When he finally finished, reading out the last line of the fantasy, “Happy birthday, pisswhore,” I was looking down, almost distracted from the urge to piss. then he said, “I wonder if we could all fit in here. I wanted to make her piss in the tub.” I shook my head, not wanting the further humiliation of everyone filling the bathroom and watching me piss, with the added embarrassment of not being allowed to piss in the toilet like a person. The Unknown Quantity decided to chime in, “Yeah. I think we can all fit.” Reaction Junkie grinned and told me, “Sit on the edge of the tub.” I was reluctant, but didn’t want another slap or additional punishment, so I moved over to the bathtub.

The crowd filed in and someone shut the door. Now I was sitting on the rim of the tub, holding onto the sink to position myself to sit into it. And everyone was looking right at me. Reaction Junkie slid his hand between my legs and teased my cunt with his fingers. “Look how turned on she is, ” he said to the crowd. Turning back to me, he put his hand in my face, “You’re soaked. Smell this.” I obeyed, but looked down, thoroughly embarrassed and a little ashamed. Reaction Junkie said, “Look at everyone.” I did, my face growing hot as I looked at the people who now knew just how wet I was from the treatment I was receiving.

Reaction Junkie gave me another instruction, adding to my discomfort, “Spread your legs so everyone can see.” Slowly, reluctantly, I opened myself up. I felt vulnerable and exposed, and even half-closed them a few times. Each time, however, I spread them apart again when I saw Reaction Junkie’s face. He considered for a moment, and then asked, “Should I go get a vibrator?” I shook my head, actually upset. I didn’t think I’d be able to get off like this, or, if I could, I worried it would take so long that people would get bored. I wasn’t sure how I’d handle that in addition to the stress of the situation. He saw the expression on my face and recognized what I needed. “Nah, that will take too long,” he said. “Now piss.”

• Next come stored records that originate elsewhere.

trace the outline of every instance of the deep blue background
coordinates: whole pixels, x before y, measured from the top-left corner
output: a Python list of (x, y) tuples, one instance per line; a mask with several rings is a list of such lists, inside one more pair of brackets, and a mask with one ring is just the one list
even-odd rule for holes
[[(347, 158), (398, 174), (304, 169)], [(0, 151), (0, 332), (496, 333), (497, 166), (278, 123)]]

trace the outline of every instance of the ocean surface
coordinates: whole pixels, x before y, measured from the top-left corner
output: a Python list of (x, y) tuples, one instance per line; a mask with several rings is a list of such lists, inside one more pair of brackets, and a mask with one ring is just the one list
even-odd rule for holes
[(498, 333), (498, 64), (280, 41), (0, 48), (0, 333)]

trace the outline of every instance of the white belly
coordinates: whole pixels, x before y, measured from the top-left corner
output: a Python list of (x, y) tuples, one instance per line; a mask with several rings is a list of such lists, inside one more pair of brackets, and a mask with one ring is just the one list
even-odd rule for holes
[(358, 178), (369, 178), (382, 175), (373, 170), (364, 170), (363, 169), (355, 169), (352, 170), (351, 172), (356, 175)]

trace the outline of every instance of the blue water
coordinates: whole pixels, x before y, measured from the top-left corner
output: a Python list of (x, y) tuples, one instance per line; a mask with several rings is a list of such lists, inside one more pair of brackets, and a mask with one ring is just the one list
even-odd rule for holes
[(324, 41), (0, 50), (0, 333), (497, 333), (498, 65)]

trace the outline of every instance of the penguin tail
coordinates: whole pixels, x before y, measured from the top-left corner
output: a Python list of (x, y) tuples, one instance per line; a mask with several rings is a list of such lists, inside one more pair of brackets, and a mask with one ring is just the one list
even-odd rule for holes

I started to try and let go, to start peeing in the tub. I kept my eyes focused on him alone, not wanting to look anyone else in the eye while I pissed in the tub. “Don’t look at me. Look at Pretty Girl,” Reaction Junkie said, ordering me to look the girl I like right in the eyes. The first time we’d hung out outside of happy hour, and she was about to see me piss myself. I looked at her, complying with his instructions. Reaction Junkie ordered me to pee again. I tried, but just couldn’t let go. “I don’t know. I can’t.” I said to him. “Oh, you better,” he responded, “You better piss yourself in front of all these people.”

I was worried about what people would thing, how they’d see me differently. Finally, the need to pee overcame my desire not to do so like this, in front of all these people. The piss streamed out of me, splashing into the tub as I emptied my bladder, a group of people watching my degradation and humiliation. Finally, the stream slowed to a trickle, then drops, and finally, it stopped. Reaction Junkie asked if I needed toilet paper. I said, “Yes, please.” When he handed it to me, I looked at it and said, “Not the one ply! Red!” making everyone laugh. Then I wiped, adding one final embarrassment to the day. Everyone filed out, leaving Reaction Junkie and I alone together. I was filled with a mix of emotions. Arousal, shame, amusement, embarrassment, gratitude, and, of course, happiness. How could I not be happy? Reaction Junkie had just literally made one of my fantasies come true.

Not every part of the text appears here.